Le Sac

Derrière son comptoir, Jonas guettait la coopération du client: ôterait-il ses écouteurs? Contrairement à la croyance populaire, le métier de libraire exigeait des trésors de diplomatie. D’un doigt, Jonas se tapota l’oreille. La magie opéra, et il en profita pour poser sa question:
— Voulez-vous un sac?
— Euh... oui.
L'individu paya et sortit.

Après lui venait une femme dans la cinquantaine. Louise portait aujourd'hui un chemisier jaune pâle. D'habitude, elle revêtait un tailleur, mais là, elle était en congé. Elle déposa un livre sur le comptoir.
— Bonjour! dit Jonas.
— Bonjour!
— Ça fait vingt-deux tout juste.
— Parfait.

Louise dégaina son portefeuille de son sac à main et brandit une carte de crédit. Le caissier l’interrompit sur sa lancée.
— Un sac?

Peut-être lirait-elle son livre à la terrasse de ce café devant lequel elle passait chaque matin.

Par principe, Louise en achetait systématiquement un, même si elle se rendait à la voiture aussitôt. C’était plus pratique: si elle ajoutait une course imprévue à son programme? Tant pis pour l’amoncellement de sacs réutilisables dans le placard de l’entrée. La planète n'allait pas sombrer parce qu'elle, Louise, s’autorisait un sac supplémentaire. Quand les hyper-privilégiés cesseraient de se déplacer en jet privé, on en reparlerait.
Elle regarda le caissier dans les yeux et répondit:
— Oui, s'il te plaît.

Sur l’écran, Jonas compléta la transaction, puis désigna le terminal bancaire. Ensuite il s’empara du sac emblématique de la librairie. Carte en main, Louise contemplait la scène; elle plongea dans d'autres réflexions. Au fond, avait-elle vraiment besoin d'un sac? C'était le premier jour de ses vacances. Dehors, le soleil brillait. Une période de liberté se présentait, encore pleine de promesses. Peut-être lirait-elle son livre au parc ou — pourquoi pas — à la terrasse de ce café devant lequel elle passait chaque matin, sans jamais s'y arrêter. De là, elle pourrait flâner. Peut-être dénicherait-elle le cadeau d'anniversaire idéal pour son frère? Elle se procurerait même de quoi préparer un gâteau. Il serait surpris, ça oui!
Ainsi Louise décida-t-elle que non, assurément, elle n'avait pas besoin d'un sac; dorénavant, elle en choisirait un dans sa collection avant chaque déplacement.

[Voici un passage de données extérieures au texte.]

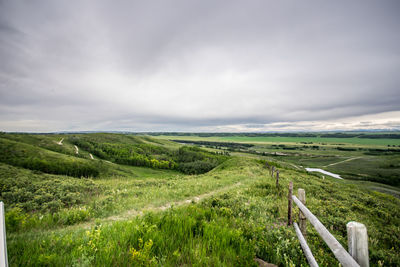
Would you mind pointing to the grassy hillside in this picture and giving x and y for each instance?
(149, 216)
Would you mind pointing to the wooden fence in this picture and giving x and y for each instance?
(356, 235)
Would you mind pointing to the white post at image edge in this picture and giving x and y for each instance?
(3, 243)
(358, 243)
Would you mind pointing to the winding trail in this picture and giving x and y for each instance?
(342, 161)
(134, 212)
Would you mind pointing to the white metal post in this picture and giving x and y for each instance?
(3, 242)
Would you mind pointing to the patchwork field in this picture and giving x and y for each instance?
(152, 202)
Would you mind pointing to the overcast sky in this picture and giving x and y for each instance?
(199, 65)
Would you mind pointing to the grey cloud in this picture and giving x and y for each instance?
(196, 65)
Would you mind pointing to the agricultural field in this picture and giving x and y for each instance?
(132, 200)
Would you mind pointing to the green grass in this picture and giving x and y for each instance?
(227, 229)
(246, 139)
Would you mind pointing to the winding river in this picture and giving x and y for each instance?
(337, 176)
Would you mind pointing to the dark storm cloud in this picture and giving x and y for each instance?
(198, 65)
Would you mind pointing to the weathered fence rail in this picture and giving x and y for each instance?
(3, 243)
(356, 233)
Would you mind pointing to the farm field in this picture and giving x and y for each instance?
(147, 201)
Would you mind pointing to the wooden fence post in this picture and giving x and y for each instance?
(358, 243)
(302, 218)
(277, 178)
(290, 203)
(3, 243)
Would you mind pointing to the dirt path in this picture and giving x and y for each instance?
(133, 212)
(342, 161)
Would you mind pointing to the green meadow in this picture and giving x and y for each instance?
(154, 202)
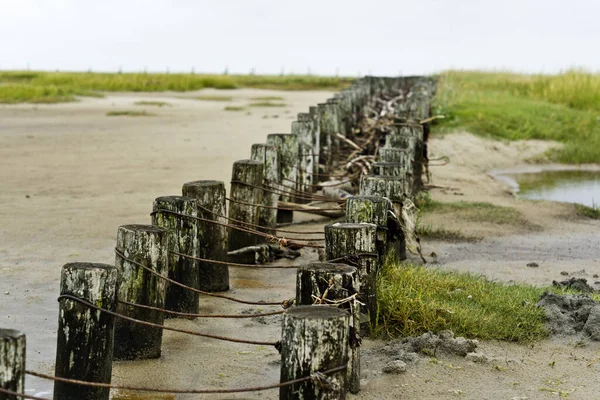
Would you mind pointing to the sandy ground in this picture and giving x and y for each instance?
(70, 175)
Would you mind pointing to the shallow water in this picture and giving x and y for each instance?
(581, 187)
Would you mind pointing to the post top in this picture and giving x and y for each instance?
(330, 267)
(204, 183)
(143, 228)
(11, 334)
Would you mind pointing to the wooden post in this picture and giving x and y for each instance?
(183, 238)
(147, 245)
(375, 210)
(287, 145)
(397, 189)
(415, 132)
(85, 343)
(389, 168)
(212, 238)
(319, 282)
(12, 363)
(358, 241)
(268, 155)
(246, 187)
(314, 339)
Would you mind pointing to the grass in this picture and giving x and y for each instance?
(234, 108)
(267, 98)
(208, 97)
(153, 103)
(267, 104)
(447, 235)
(129, 113)
(587, 212)
(53, 87)
(564, 107)
(413, 300)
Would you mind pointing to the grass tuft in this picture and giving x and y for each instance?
(413, 300)
(209, 97)
(564, 107)
(129, 114)
(267, 104)
(587, 212)
(153, 103)
(267, 98)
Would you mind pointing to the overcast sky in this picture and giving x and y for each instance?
(323, 36)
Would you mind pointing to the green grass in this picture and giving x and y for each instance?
(234, 108)
(129, 113)
(52, 87)
(267, 98)
(587, 212)
(413, 300)
(153, 103)
(564, 107)
(446, 235)
(267, 104)
(208, 97)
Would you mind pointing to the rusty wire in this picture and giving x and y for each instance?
(192, 315)
(250, 224)
(23, 396)
(270, 238)
(235, 265)
(312, 376)
(123, 257)
(166, 328)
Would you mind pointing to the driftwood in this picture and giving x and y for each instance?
(312, 210)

...entretemps, le caissier avait enfourné le livre dans le sac. Revenue à la réalité, Louise se retourna rapidement. Derrière elle, trois clients patientaient. Elle jaugea la situation. Pouvait-elle changer d'avis? Bien sûr que oui. En même temps, le sac était pas mal. En tissu beige, il figurait une tasse fumante juchée sur une pile de bouquins. En définitive, Louise se contenta d’appuyer sa carte de crédit sur le terminal.

Elle n'irait pas lire son livre au café.